【VOICE】「使うことで守る」 株式会社アポルタ 代表取締役 井川竜太氏


井川氏

諏訪湖という大きな空き家を
再び人の集う場所に

 私たち株式会社アポルタ(本社・長野県諏訪市)は、諏訪湖でカヤックや足こぎボート、レンタサイクルなどの水辺アクティビティ事業を展開しています。諏訪湖で過ごす時間を通じて、自然の魅力や地域の豊かさを体感してもらうことを目的に活動しています。

 私は、諏訪湖を「地域の大きな空き家」のような存在だと感じています。かつて人々が漁や日常を通じて親しみ、生活の中心にあった湖は、時代の変化とともに関わる機会が減少傾向にあります。誰も使わなくなった空き家が少しずつ朽ちていくように、湖もまた、関わりが薄れるほどに人々の記憶から遠ざかってしまいます。だからこそ、観光やアクティビティを通じて「人が集まり、使う」ことが、湖を生かし続ける第一歩だと考えています。

 私たちは、諏訪湖を舞台にしたアクティビティを観光の枠にとどめず、「地域の人が湖と再びつながるきっかけ」にしたいと考えています。その思いから、湖岸の清掃活動や環境啓発を行う「諏訪湖クリーンプロジェクト」を立ち上げました。観光客も地元の方も一緒に湖をきれいにすることで、「遊ぶ」「守る」「誇る」という循環が少しずつ生まれています。

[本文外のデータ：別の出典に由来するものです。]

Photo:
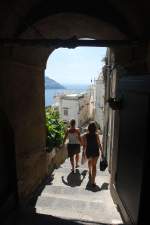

 観光は、単に外から人を呼ぶ活動ではなく、地域が自分たちの価値を再確認する手段でもあります。諏訪湖を訪れた人が「また来たい」と感じることも大切ですが、同じように、地域の人が「やっぱり諏訪湖っていいな」と思えることが何より重要です。観光を通じて、地域が自らの宝を”再発見”する。そんな循環が広がれば、空き家だった湖は再び、息づく”暮らしの場”へと変わっていくはずです。

 これからの観光には、「使うことで守る」という発想が求められていると感じます。湖や山、街並みといった地域資源は、触れ、使い、楽しむことで本来の価値が引き出されます。諏訪湖が再び人の集う場所となり、次の世代が自然と関わることを当たり前に思えるように。私たちは、アクティビティを通じてそのきっかけをつくり続けたいと思います。

 そのためには、日常の延長線上にある”小さな関わり”を増やすことが欠かせません。自転車で湖畔を散策する、家族でボートに乗る、地域行事に参加する――そうした一つ一つの行動が、湖とのつながりを育て、未来へつながっていくと信じています。